No, I am not very superstitious at all, but there is one unexplained phenomenon that I think the WORLD agrees exists......

KARMA

I am going to warn everyone right now.  If I EVER fall completely off of the grid, it will be because karma is coming for me, or it has already taken me out.  I have a very compelling argument against karma and why I think the concept is complete nonsense, but I can also argue for the existence of karma.  I will just give the main points for and against karma.

Against: All karma does if play off of the fact that good and bad things happen to everyone in the world.  The only reason the idea of karma exists is because people want to wish bad things on bad people without feeling like a bad person.  This way their karma would not go into the negative.

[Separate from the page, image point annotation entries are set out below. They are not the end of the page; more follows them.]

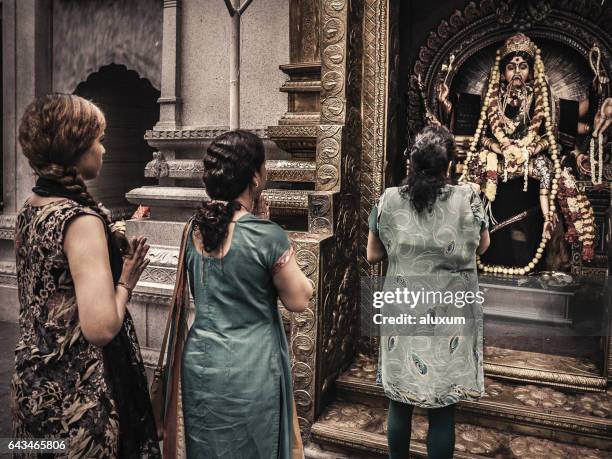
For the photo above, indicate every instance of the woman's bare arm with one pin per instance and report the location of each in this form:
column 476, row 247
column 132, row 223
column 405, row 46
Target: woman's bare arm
column 294, row 288
column 101, row 306
column 485, row 240
column 375, row 250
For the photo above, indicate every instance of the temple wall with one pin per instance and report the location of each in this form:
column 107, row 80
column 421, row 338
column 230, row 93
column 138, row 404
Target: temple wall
column 205, row 63
column 89, row 34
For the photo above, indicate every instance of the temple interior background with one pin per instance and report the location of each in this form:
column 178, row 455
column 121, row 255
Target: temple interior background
column 338, row 89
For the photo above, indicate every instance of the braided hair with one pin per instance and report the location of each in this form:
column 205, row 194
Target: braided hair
column 55, row 131
column 431, row 153
column 230, row 162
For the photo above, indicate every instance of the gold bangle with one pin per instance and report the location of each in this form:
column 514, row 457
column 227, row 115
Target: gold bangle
column 127, row 287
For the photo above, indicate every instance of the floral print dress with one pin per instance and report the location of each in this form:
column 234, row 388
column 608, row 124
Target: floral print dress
column 59, row 388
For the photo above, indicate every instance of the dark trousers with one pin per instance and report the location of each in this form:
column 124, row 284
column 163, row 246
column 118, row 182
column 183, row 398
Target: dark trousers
column 440, row 436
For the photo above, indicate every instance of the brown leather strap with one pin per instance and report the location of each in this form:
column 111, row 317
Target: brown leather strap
column 178, row 286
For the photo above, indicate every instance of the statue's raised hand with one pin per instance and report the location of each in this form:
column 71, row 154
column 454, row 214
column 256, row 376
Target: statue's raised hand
column 442, row 92
column 603, row 118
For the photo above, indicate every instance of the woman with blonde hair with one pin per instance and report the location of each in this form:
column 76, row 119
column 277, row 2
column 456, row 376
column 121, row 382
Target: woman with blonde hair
column 79, row 375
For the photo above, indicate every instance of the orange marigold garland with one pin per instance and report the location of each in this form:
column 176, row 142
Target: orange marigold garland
column 577, row 214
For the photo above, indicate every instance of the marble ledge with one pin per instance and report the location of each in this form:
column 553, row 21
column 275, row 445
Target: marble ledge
column 278, row 170
column 187, row 137
column 7, row 226
column 167, row 196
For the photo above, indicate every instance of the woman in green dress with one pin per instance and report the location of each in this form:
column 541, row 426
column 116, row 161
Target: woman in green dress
column 237, row 398
column 431, row 231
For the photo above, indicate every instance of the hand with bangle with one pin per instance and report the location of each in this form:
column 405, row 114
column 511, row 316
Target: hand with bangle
column 134, row 264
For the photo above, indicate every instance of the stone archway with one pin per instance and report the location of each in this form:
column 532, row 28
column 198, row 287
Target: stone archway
column 130, row 106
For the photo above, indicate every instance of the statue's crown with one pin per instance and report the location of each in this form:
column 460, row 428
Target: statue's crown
column 518, row 42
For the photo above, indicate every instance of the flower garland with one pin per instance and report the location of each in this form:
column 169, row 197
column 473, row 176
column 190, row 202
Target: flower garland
column 577, row 214
column 542, row 114
column 596, row 179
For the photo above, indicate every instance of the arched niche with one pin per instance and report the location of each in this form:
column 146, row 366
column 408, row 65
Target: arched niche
column 130, row 106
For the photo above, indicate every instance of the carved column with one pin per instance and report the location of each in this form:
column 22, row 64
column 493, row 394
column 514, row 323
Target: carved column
column 26, row 69
column 170, row 100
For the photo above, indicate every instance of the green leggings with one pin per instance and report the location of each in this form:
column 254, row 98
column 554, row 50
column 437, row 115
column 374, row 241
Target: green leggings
column 440, row 436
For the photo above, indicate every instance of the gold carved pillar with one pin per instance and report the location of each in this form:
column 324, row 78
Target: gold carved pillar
column 322, row 129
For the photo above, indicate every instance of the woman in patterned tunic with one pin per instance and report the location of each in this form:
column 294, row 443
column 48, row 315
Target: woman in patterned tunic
column 430, row 231
column 235, row 375
column 73, row 288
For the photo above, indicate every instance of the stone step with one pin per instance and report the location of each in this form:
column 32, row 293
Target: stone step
column 291, row 171
column 167, row 196
column 578, row 418
column 360, row 430
column 169, row 203
column 278, row 170
column 288, row 202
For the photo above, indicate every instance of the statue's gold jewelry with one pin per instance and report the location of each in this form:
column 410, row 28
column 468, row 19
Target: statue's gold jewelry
column 517, row 43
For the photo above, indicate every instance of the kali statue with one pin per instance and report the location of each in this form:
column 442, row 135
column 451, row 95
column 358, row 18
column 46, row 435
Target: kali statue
column 515, row 158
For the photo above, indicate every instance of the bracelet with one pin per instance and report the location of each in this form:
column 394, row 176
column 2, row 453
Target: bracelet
column 125, row 286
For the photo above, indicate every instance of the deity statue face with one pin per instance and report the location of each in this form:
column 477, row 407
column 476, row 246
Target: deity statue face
column 516, row 71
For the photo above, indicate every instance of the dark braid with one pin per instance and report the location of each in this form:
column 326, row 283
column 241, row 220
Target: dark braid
column 55, row 131
column 230, row 162
column 430, row 155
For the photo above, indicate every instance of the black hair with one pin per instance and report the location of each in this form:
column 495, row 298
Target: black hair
column 230, row 162
column 433, row 149
column 507, row 58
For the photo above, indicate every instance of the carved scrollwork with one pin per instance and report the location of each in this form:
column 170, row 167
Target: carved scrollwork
column 328, row 158
column 158, row 167
column 469, row 31
column 334, row 25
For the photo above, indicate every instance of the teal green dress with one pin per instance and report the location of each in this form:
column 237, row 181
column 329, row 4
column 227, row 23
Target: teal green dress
column 236, row 376
column 433, row 366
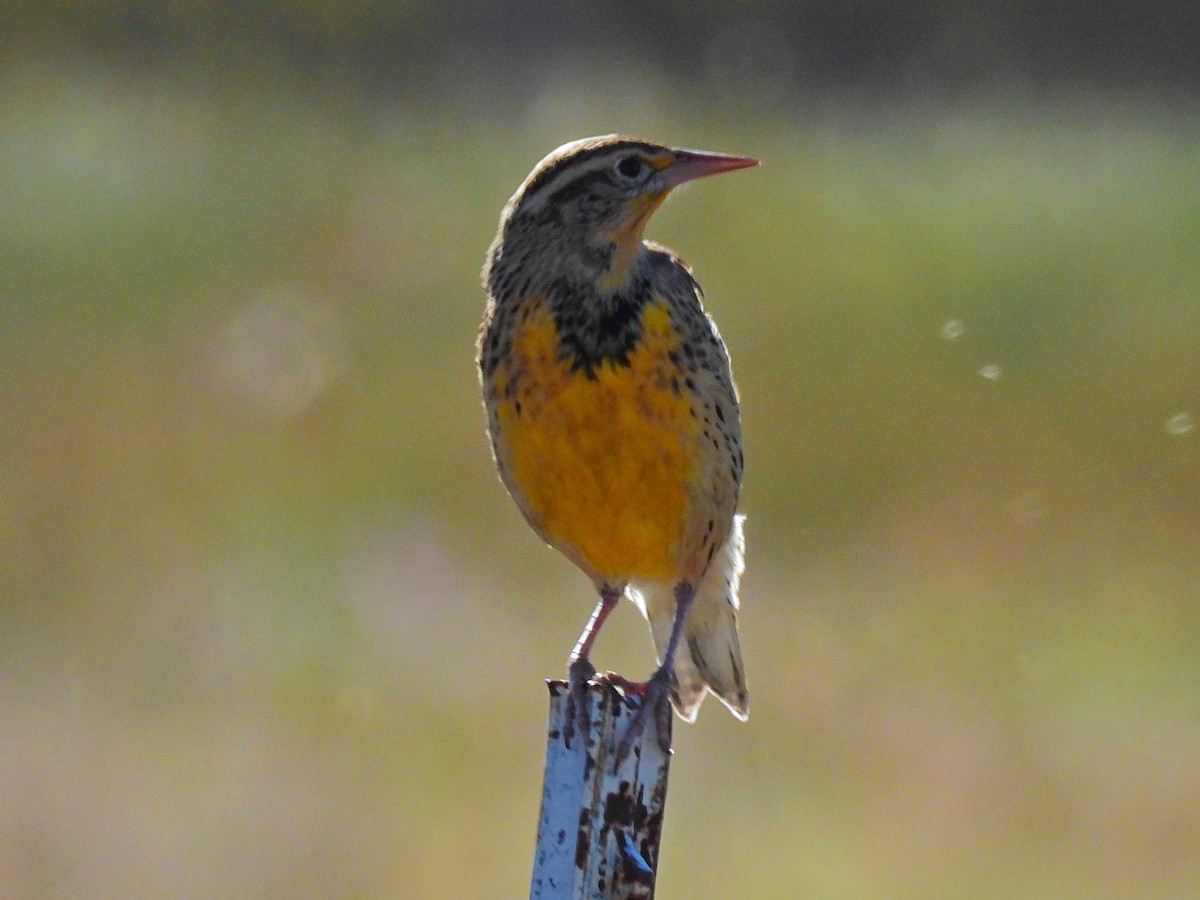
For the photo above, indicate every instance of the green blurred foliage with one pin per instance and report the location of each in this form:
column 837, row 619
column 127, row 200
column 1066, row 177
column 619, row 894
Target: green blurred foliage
column 269, row 625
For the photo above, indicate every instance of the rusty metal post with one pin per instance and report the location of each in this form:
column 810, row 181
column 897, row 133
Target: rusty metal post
column 601, row 819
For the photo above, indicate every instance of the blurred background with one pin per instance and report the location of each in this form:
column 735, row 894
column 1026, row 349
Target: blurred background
column 269, row 625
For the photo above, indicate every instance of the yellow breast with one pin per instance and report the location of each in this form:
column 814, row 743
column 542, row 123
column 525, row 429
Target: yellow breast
column 600, row 465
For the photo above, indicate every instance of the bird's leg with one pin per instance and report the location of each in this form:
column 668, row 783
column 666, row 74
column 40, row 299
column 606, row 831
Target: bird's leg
column 580, row 670
column 658, row 685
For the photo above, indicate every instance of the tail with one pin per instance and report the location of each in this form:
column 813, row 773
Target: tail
column 709, row 655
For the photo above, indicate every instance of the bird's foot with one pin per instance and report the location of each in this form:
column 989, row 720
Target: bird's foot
column 655, row 696
column 579, row 673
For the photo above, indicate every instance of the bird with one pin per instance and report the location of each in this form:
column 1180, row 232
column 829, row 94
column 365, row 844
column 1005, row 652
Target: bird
column 613, row 417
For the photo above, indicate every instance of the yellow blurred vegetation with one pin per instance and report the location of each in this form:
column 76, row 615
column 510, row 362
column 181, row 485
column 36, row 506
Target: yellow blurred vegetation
column 270, row 628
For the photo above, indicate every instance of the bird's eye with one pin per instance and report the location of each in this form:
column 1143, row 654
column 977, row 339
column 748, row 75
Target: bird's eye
column 631, row 167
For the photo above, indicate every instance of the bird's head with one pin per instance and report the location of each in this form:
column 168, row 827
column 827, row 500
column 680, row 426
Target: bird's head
column 588, row 201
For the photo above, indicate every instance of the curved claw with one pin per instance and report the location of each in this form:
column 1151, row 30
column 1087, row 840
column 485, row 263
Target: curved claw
column 579, row 675
column 655, row 701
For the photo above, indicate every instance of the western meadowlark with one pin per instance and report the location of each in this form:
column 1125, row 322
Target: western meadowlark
column 612, row 411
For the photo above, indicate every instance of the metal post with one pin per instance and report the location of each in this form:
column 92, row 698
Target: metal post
column 601, row 819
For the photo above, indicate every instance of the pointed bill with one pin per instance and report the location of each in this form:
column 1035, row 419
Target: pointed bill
column 690, row 165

For:  The world needs balance.  If someone does something bad then that person should have something bad happen to them.  (For the fans of Full Metal Alchemist, think equivalent exchange)  The argument for karma is just that simple.

"Ok... so all of that to say... what?"

If karma exists then it is going to come a me with a vengeance.  So far in my life I have not had a lot of hardship, but I have hurt plenty of feelings and pisses bunches of people off.  Recently, I have hurt enough feelings to last a few years.  During this latest session of hurt feelings, I have been hurt as well, but it just does not balance out.

Karma, if you are out there,  I am waiting for you.  I must warn you that I am a fighter, and I will stand strong until one of us come out the victor.